Reed Introduces Emergency Unemployment Compensation Extension Act
WASHINGTON, DC – In an effort to boost the economy and prevent unemployment insurance expiring for 2 million Americans who have experienced long-term joblessness, U.S. Senator Jack Reed (D-RI) is introducing the Emergency Unemployment Compensation Extension Act. This bill will provide relief for both states and struggling families by extending federal jobless benefits through 2012.
“Unemployment benefits have a real impact. They help individuals, businesses, and states and provide a major economic boost to the national economy as well,” said Reed. “The number one thing businesses need to create jobs is an increase in consumer demand. Extending unemployment insurance helps preserve and spur demand for local businesses by helping people pay their bills while they look for a new job. It will prevent states and employers from facing automatic penalties for overdrawing on their unemployment insurance trust fund during the worst unemployment crisis in modern history.”
Fourteen million Americans are looking for work and the average length of unemployment is 40 weeks. Rhode Island has endured especially high and persistent rates of unemployment. If Congress fails to extend unemployment benefits or if benefits lapse for as little as a month - 10,000 Rhode Islanders and 2 million Americans nationwide will fall through the safety-net and lose benefits.

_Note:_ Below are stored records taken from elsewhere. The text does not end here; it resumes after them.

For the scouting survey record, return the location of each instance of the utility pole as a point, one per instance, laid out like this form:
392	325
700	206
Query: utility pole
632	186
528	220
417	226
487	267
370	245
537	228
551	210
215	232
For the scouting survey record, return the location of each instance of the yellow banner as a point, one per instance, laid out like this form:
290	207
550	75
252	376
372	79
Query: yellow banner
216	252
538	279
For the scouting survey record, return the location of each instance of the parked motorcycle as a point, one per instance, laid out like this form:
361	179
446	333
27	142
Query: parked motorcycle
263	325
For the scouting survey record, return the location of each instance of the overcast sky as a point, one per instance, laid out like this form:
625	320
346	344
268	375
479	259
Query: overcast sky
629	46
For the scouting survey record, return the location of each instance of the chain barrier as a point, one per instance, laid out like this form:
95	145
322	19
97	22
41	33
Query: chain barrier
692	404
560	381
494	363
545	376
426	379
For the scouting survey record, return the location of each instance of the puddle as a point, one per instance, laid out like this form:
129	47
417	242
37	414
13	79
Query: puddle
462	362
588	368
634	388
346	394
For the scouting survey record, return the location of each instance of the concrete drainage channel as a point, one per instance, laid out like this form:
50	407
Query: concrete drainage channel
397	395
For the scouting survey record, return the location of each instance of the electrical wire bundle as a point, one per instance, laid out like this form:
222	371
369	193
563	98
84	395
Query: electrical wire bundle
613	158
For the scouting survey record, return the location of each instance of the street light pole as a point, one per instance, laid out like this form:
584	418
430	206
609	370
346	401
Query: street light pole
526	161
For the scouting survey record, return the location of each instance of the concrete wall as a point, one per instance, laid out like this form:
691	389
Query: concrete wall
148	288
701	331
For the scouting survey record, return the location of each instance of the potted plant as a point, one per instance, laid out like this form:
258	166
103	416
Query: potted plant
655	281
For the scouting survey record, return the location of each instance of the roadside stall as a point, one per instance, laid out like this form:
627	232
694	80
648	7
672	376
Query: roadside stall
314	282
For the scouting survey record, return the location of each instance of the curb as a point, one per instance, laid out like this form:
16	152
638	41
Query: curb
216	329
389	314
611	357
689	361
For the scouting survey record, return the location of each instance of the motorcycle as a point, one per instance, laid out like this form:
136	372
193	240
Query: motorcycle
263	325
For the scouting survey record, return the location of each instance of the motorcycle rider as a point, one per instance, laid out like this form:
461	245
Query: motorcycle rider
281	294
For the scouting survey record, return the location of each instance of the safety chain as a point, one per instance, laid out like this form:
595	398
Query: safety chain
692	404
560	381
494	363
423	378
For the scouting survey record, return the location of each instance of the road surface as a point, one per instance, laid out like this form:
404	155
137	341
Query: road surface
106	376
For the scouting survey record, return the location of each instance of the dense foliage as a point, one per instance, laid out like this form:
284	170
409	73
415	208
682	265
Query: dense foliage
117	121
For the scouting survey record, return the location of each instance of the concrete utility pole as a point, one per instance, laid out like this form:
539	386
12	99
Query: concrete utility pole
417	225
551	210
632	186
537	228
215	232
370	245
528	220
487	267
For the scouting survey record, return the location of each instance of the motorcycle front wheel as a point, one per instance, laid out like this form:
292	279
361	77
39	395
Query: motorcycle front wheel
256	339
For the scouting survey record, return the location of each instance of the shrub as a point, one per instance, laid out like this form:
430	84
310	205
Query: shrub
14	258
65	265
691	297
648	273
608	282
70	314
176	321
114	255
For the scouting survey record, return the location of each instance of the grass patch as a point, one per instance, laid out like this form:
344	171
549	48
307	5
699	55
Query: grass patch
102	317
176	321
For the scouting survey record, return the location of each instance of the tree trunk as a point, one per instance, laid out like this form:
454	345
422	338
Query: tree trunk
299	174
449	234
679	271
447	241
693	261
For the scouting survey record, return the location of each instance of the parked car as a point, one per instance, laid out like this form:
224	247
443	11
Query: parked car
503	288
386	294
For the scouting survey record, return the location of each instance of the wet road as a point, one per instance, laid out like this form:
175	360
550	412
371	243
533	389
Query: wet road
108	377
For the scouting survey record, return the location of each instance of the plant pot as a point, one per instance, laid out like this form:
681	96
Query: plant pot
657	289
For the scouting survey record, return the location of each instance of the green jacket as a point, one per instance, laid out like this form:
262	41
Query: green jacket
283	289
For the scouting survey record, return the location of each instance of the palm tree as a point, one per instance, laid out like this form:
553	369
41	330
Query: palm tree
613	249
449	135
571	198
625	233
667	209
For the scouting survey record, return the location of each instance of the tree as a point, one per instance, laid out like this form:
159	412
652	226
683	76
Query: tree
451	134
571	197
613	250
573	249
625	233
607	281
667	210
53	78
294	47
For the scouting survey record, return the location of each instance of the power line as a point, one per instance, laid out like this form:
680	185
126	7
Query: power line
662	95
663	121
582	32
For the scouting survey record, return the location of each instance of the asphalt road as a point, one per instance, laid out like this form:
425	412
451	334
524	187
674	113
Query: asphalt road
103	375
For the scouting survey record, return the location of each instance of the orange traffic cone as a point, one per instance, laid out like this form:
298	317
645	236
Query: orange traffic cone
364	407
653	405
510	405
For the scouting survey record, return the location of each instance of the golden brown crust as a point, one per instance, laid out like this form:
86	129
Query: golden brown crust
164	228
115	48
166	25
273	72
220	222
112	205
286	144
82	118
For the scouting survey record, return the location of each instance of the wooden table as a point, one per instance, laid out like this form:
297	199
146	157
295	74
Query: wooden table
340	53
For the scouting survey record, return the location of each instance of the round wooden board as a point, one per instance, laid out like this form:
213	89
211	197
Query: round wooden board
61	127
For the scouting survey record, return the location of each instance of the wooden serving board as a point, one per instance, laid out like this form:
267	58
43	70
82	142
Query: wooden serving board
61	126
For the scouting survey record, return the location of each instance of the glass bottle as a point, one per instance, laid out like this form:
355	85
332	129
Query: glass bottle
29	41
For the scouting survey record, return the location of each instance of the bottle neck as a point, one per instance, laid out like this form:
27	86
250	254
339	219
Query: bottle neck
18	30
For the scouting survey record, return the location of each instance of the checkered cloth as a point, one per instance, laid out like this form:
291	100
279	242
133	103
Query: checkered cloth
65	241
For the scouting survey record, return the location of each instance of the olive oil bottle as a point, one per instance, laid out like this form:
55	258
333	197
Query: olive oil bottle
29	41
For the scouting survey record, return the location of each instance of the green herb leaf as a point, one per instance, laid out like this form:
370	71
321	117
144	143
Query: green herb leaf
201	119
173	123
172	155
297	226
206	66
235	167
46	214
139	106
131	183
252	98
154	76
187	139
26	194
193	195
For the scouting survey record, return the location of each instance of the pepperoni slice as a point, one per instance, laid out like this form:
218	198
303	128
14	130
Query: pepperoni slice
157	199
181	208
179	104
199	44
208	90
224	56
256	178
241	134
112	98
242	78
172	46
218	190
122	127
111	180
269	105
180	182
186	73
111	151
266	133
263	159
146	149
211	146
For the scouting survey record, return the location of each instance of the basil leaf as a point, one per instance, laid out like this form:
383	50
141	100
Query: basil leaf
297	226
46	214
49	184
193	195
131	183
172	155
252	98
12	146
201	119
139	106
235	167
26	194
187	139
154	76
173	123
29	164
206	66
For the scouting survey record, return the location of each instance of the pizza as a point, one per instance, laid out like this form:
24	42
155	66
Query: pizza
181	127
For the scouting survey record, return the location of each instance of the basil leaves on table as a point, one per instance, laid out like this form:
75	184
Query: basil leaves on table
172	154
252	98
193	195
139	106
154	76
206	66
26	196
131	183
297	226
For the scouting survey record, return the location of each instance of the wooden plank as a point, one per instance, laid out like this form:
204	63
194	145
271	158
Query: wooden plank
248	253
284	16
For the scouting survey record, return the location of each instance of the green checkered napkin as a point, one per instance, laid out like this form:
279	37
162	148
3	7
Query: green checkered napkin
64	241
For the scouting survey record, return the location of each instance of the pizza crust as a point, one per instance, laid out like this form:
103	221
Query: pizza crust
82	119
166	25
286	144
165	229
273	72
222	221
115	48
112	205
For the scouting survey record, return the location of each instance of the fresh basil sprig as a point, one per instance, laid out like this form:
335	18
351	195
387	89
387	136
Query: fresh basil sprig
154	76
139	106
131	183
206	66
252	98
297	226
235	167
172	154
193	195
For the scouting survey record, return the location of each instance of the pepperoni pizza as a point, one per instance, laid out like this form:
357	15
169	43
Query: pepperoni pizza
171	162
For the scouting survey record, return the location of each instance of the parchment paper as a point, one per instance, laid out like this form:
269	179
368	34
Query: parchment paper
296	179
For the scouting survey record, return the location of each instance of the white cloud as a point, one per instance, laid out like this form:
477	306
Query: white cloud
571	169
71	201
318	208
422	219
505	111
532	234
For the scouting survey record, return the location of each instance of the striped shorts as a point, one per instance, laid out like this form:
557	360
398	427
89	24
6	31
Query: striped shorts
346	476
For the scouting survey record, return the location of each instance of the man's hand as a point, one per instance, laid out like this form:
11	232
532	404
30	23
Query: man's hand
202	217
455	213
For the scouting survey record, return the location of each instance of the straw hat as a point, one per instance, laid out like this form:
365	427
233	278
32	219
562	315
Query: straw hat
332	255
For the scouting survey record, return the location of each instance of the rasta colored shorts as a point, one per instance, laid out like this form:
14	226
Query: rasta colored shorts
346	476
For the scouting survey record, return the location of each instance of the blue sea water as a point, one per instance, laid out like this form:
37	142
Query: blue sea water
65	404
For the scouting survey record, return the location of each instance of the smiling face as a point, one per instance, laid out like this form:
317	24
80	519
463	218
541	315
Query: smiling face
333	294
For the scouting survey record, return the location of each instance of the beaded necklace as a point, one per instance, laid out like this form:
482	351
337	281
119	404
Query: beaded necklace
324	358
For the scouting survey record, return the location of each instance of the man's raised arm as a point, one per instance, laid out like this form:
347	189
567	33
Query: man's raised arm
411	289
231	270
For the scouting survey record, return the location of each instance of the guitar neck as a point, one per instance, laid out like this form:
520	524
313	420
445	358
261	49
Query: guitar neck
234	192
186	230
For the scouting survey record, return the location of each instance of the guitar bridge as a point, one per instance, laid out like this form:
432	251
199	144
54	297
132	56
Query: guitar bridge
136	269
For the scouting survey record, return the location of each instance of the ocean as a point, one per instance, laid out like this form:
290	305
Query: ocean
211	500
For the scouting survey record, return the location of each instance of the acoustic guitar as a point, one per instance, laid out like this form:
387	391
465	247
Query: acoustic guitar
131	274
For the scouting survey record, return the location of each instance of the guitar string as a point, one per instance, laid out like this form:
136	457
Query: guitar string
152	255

“To help lower unemployment Congress should swiftly pass a comprehensive jobs bill. But with continued filibusters of deficit-neutral job creation proposals, we need to make sure that out of work Rhode Islanders and their families have access to unemployment insurance,” said Reed.
The Emergency Unemployment Compensation Extension Act would provide relief for states and employers that have been hit the hardest by the unemployment crisis and whose unemployment trust funds have been subjected to historic levels of stress by providing a one year moratorium on interest payments for states and tax relief for employers in states with outstanding unemployment trust fund loans.
“Requiring states to make such interest repayments now, at a time when they face massive budget deficits and the economy is still weak does not make economic sense. Nor does requiring businesses to pay an additional tax of $21 per employee for the 2011 tax year,” said Reed. “This bill would provide immediate relief to struggling families across the country and certainty to 23 states with outstanding loans and all of their employers facing automatic tax increases that are otherwise set to be assessed as soon as January 31, 2012.”
For states that have remained solvent during this crisis, they would receive a 2% interest bonus on trust fund reserves for one year.
"This is a proven, cost-effective investment that will be a real lifeline to struggling families and will help boost Rhode Island's economy. Extending unemployment insurance is not just the right thing to do, it is a wise investment with a strong rate of return. Unemployment insurance directly boosts every state's economy, at a time when state spending is necessarily constrained,” concluded Reed, who also noted that since the creation of the modern unemployment benefits system in 1935, Congress has never failed to act on extending benefits for the long-term unemployed while the national unemployment rate remains above 7.2 percent. Today the national unemployment rate is 9.1% and in Rhode Island it is 10.5%.
Lead cosponsors of Reed’s bill include Senators Dick Durbin (D-IL) and Sheldon Whitehouse (D-RI). U.S. Representatives Lloyd Doggett (D-TX) and Sander Levin (D-MI), the top Democrat on the House Ways and Means Committee, today submitted identical legislation in the House.